The novel’s migratory quality—its diversity of people and places—creates a portrait of modern India in all its overwhelming multiplicity. Balram’s India contains multitudes; it spans water buffalo and seedy red-light districts. It is a country of diseased laborers and sleazy government officials, Muslims and Hindus and slick expatriates. By navigating through and in between these spaces, Balram shows his country’s kaleidoscopic religious and socioeconomic landscape.
These sudden contrasts of place and scenery build disturbing tensions within the story. Balram’s travels expose the reader to all the stark divisions and axes of conflict that underly the nation. There is the country-city division, in which Balram is manipulated by the matriarchal Kusum but also mocked by the other drivers for being a “country-mouse.” Hindus blackmail Muslims, as when Balram creeps up on Ram Persad. Posh westerners like Pinky Madam scoff at his poor hygiene and ignorance. Political and industrial elites jockey against each other while their servants do the same in their own circles. Balram’s country is splintered into factions that endlessly compete for power.

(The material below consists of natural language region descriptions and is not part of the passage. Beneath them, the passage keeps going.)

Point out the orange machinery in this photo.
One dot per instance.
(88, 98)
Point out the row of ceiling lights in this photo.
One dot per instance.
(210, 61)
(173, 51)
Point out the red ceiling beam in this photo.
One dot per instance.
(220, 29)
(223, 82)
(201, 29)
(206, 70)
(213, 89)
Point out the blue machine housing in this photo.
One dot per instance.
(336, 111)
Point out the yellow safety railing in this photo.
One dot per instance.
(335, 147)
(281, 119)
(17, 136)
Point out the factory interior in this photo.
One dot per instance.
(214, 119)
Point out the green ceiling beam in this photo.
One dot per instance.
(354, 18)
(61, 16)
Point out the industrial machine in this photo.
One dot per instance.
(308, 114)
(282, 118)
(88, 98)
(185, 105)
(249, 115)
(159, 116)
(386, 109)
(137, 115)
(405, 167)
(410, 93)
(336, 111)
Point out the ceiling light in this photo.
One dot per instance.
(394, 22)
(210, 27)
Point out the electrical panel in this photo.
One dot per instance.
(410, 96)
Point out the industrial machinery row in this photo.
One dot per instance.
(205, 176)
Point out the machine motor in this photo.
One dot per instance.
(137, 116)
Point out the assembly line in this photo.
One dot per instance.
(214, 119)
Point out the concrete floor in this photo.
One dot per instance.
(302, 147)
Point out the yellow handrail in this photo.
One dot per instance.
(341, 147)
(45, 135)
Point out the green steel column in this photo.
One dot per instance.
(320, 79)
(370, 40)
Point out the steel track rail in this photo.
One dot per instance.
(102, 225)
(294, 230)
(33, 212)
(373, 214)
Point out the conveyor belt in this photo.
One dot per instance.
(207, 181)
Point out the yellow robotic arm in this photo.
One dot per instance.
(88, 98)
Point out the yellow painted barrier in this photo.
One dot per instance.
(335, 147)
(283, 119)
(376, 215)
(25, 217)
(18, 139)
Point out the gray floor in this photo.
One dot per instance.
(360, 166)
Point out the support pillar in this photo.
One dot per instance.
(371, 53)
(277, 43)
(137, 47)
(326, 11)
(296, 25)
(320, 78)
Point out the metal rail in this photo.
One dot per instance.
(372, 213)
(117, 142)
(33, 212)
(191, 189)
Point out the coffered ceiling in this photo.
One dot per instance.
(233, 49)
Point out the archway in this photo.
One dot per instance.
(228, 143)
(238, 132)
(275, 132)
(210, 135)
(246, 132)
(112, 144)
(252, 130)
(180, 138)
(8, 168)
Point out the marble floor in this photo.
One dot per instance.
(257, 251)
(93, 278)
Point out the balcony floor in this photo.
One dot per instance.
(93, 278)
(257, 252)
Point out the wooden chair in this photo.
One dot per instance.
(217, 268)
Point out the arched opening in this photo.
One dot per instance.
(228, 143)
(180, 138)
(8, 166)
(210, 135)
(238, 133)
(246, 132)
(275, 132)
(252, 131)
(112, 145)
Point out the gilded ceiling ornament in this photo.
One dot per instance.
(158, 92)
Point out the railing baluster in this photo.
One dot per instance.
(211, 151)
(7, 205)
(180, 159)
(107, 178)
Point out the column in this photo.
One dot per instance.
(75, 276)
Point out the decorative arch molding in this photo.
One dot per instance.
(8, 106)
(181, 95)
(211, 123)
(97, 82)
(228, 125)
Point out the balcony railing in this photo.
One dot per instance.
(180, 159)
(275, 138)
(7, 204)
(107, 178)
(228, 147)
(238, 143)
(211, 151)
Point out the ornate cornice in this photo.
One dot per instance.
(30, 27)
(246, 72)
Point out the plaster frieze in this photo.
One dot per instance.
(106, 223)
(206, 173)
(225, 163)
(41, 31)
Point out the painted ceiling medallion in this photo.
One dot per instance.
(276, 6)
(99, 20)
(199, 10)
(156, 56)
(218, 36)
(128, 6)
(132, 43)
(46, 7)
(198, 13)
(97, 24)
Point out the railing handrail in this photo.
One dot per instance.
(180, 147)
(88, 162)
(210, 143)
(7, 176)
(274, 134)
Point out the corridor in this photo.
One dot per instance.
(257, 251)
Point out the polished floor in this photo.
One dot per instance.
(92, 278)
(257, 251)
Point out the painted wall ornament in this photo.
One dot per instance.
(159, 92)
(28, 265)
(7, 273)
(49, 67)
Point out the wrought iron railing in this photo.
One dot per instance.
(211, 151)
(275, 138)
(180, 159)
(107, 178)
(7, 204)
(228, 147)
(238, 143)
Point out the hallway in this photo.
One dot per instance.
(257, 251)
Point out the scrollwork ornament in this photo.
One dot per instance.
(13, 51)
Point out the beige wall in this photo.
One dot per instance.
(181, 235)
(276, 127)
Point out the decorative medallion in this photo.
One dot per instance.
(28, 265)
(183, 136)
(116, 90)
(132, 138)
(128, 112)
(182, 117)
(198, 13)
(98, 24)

The main conflict, though, is staged between the haves and have-nots. “The history of the world is the history of a ten-thousand-year war of brains between the rich and the poor,” Balram writes. Delhi is split into “two separate cities—inside and outside the dark egg,” and Balram straddles them both in his job as a chauffeur. Often, his most vivid accounts of setting highlight the stark inequalities between sewage-infested slums and gated houses. The rich beat their servants, rig elections, and lord over the poor. Naxals threaten violence, and Balram joins a growing group of cunning social aspirants. The White Tiger refuses to sit still. Instead, it takes the reader to a place where old conventions begin to strangle and humans have pushed themselves to a dangerous tipping point.